In such cases, it is not necessary to perform a needle biopsy on every patient. Especially in cysts that need to be needle biopsied; these are patients whose diameter is larger than 2 cm and patients who have calcification detected, even if the cyst diameter is smaller.

A thyroid biopsy is the removal of parts of the thyroid tissue with the help of a needle accompanied by ultrasound. The follow-up with this biopsy is very useful in terms of preventing unnecessary surgeries. But this method used is a method that also has limitations in terms of reliability.

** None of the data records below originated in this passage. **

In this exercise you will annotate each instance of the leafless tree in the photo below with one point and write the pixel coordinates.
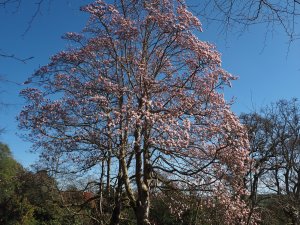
(275, 148)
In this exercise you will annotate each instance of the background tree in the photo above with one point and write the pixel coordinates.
(141, 92)
(274, 178)
(242, 14)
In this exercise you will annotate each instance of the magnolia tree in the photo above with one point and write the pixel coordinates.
(139, 95)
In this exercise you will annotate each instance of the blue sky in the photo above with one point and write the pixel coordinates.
(267, 70)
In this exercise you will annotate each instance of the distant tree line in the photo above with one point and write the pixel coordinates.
(273, 182)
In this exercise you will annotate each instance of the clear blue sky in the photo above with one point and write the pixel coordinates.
(267, 70)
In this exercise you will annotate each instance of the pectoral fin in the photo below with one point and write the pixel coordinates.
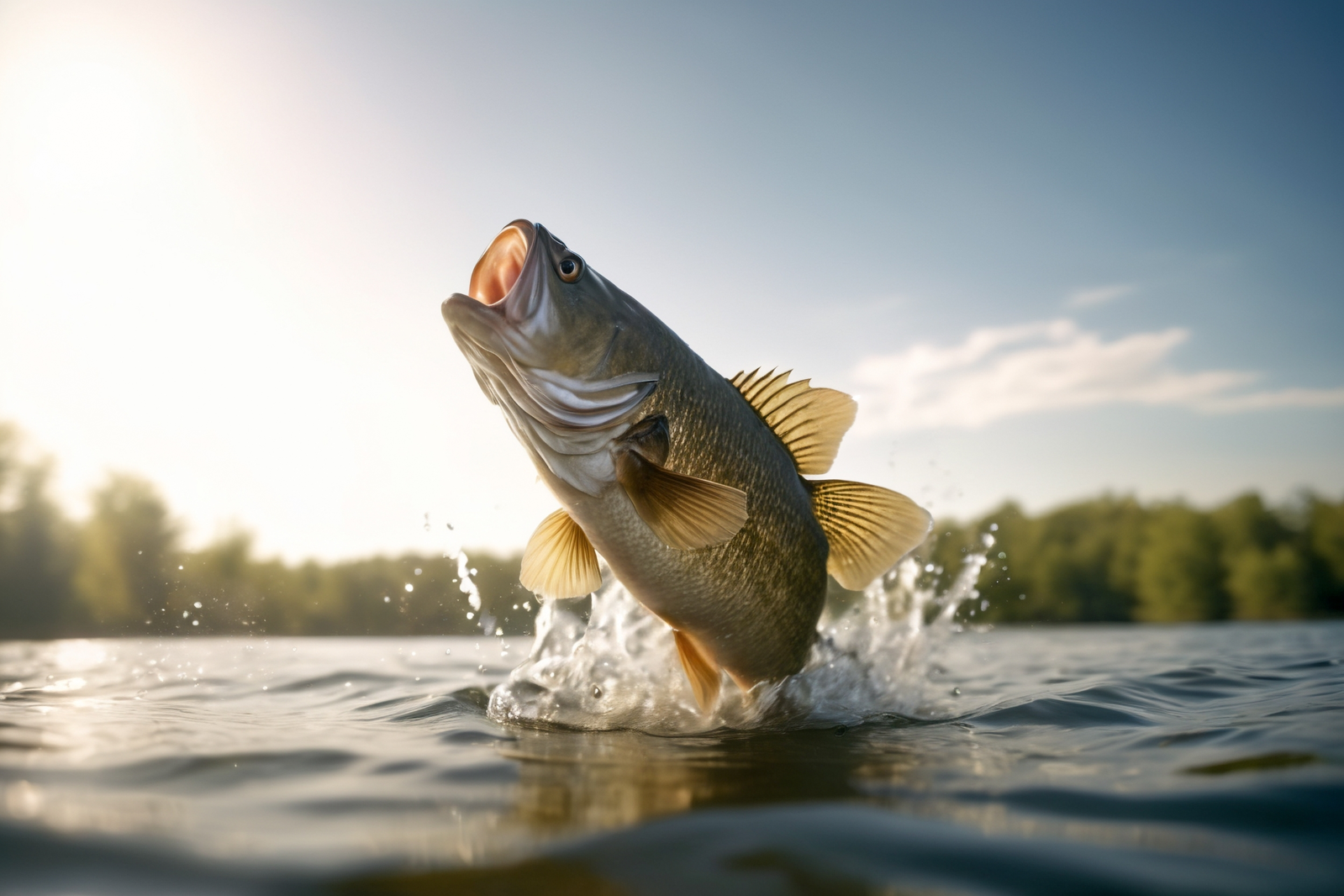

In fact, in order for the biopsy to fully reflect the current condition, it is usually necessary to insert a needle in many places, many times. But the tissue sample taken in approximately one out of every four biopsies performed is not enough to give complete results.

If the result of the biopsy turned out to be cancer, this is almost always true, but when it says no, it’s a little more complicated. The reason is that it is technically impossible to catch all cancer cases with a biopsy. The reason for the main misconception in this case is that the biggest obstacle is the possibility that a small cancer islet may have jumped right around it while the needle is sinking into a point.

In the future follow-up of patients who have been given a clean (good result) needle biopsy report, it is later understood that one out of every 56 cases is actually cancer Jul. Although in a retrospective examination of patients who have undergone surgery and whose exact pathology has been found to have cancer, approximately one in every four patients has a needle biopsy report in their file that previously came out clean. Jul.